Talk

Phase Retrieval: Computational Imaging in the Machine Learning Era

April 21, 2025
4:00 PM
B303, Electrical Engineering Department (second floor), IISc
phase retrieval computational imaging machine learning ptychography optical microscopy nonlinear inverse problems random matrix theory differentiable models

Speaker

Jonathan Dong
EPFL, Switzerland

Host

Prof. Chandra Sekhar Seelamantula

Abstract

Phase retrieval is a fundamental nonlinear inverse problem that appears across a wide range of computational imaging applications, from X-ray and electron ptychography to phase imaging in optical microscopy. Because it is often addressed through nonlinear optimization techniques, it has deep links with modern machine learning theory.

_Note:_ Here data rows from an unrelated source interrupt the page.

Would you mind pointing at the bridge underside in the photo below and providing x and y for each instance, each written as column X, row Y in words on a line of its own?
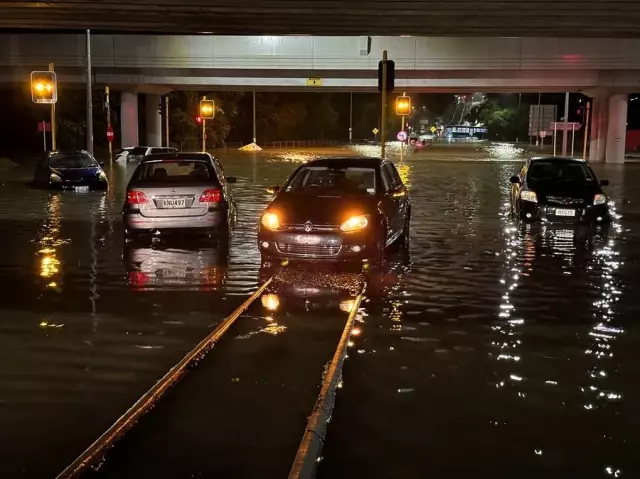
column 521, row 18
column 442, row 81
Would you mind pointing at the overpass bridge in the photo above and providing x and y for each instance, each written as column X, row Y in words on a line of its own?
column 606, row 69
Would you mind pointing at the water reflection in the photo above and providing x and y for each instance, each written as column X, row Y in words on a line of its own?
column 48, row 243
column 168, row 266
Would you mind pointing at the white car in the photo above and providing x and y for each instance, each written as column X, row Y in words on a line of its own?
column 137, row 153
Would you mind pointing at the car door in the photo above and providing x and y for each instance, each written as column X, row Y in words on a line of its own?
column 387, row 206
column 396, row 200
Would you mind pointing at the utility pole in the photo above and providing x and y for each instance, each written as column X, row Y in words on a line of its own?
column 53, row 117
column 89, row 97
column 166, row 121
column 383, row 125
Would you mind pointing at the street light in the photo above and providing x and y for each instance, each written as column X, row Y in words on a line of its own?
column 44, row 87
column 207, row 109
column 403, row 106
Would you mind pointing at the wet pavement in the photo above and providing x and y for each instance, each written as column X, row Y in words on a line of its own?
column 492, row 350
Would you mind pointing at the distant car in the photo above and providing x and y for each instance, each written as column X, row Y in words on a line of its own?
column 179, row 193
column 138, row 153
column 336, row 209
column 75, row 170
column 559, row 189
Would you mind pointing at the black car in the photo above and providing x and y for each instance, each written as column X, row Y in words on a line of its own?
column 559, row 189
column 75, row 170
column 336, row 209
column 179, row 193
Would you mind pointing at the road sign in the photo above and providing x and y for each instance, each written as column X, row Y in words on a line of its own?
column 44, row 126
column 559, row 126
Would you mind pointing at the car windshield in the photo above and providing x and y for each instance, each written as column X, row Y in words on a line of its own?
column 554, row 171
column 171, row 171
column 72, row 160
column 333, row 181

In this talk, I will provide a unified overview of phase retrieval models and algorithms, highlighting the connections between different applications. I will also discuss recent theoretical insights on reconstruction guarantees derived from random matrix theory. Finally, we’ll explore practical implementations, and I’ll share how these extend to our recent work on differentiable physical models and open-source computational imaging tools.

About the Speaker

Jonathan Dong is an SNF Ambizione Fellow with Prof. Michael Unser at the Biomedical Imaging Group, EPFL, Lausanne, Switzerland. He received his Ph.D. degree in Physics in 2020 from Ecole Normale Supérieure in Paris, France. His research interests include nonlinear inverse problems and computational imaging, with a focus on physics-based models, reconstruction algorithms, and statistical analysis methods.